Suddenly Fearmax thought of “French Marie”. He thought of her with a sudden pang of anguish, and halted in his tracks. Could it be that the footsteps he had seen near where he lay …? Or was he losing his mind — that it should entertain so fantastic an idea. Yet try as he might he could not rid himself of its seduction. Perhaps among these corridors he would come upon the real “French Marie”, the partner and wife he had been searching for for so long. He was sitting upon a stone idly watching the smoke from his cigar trail off down the corridor. A sudden idea struck him?
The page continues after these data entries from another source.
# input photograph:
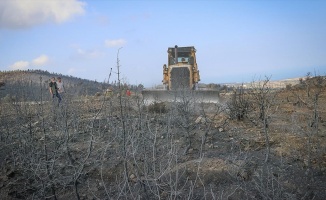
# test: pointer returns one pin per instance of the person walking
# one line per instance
(61, 87)
(53, 87)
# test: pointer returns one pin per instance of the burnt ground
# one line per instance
(104, 148)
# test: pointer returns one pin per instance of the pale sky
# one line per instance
(236, 40)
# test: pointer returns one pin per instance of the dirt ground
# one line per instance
(112, 148)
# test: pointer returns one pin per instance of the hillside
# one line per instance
(253, 144)
(28, 84)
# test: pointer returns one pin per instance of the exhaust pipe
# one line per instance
(176, 54)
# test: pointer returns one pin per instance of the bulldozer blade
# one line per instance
(207, 96)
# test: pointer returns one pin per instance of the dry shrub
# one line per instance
(157, 107)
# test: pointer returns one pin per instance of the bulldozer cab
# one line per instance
(184, 55)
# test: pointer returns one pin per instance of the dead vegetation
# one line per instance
(115, 147)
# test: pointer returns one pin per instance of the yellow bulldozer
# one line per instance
(180, 79)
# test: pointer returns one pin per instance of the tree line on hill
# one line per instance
(31, 84)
Where was the smoke going? Surely it must be naturally drawn off down a current of air? And a current of air pointed the direction of an issue? He laughed hoarsely. Was the smoke leading him, then, to the surface; or perhaps somewhere ahead “French Marie” was waiting for him, waiting to be sought out and recognized.

Fearmax started off once more, following the smoke from his long cigar, pausing every few paces to blow another puff into the sterile air of the tunnel; it moved sluggishly but perceptibly away, leading along tunnels which seemed to descend, across galleries of rock with vaulted arches, for all the world as if they had been designed by human architects. Fearmax followed, one half of his mind still grappling with the problems of composition. “Their work constitutes, therefore, as does that of the medium, deliberate evidence of states of being not communicable in linguistic terms.”

Could she really be there, waiting for him? The idea both delighted and terrified him. What would they speak of when they met? The smoke led remorselessly onward; once it led him through a cavern where stalactites dribbled noisily, and he thought he had found the river. But he was disappointed again. Had it been the river, he thought, he might have floated down it to the sea, and yet it would be horrible to be lodged in some cranny too small to admit the passage of his body — lodged like a tea-leaf in a tooth and suffocated. He tried to reconstruct a long quotation from Mysers with which he had intended to end his book. It was about materializations; it reminded him suddenly of the bubbles of paraffin drying — inside them the invisible plump and shapely hands of “French Marie”. Why had she suddenly deserted him? And why had he come all the way to Crete to get lost in this hideous labyrinth? Was there a pattern, a design about it all?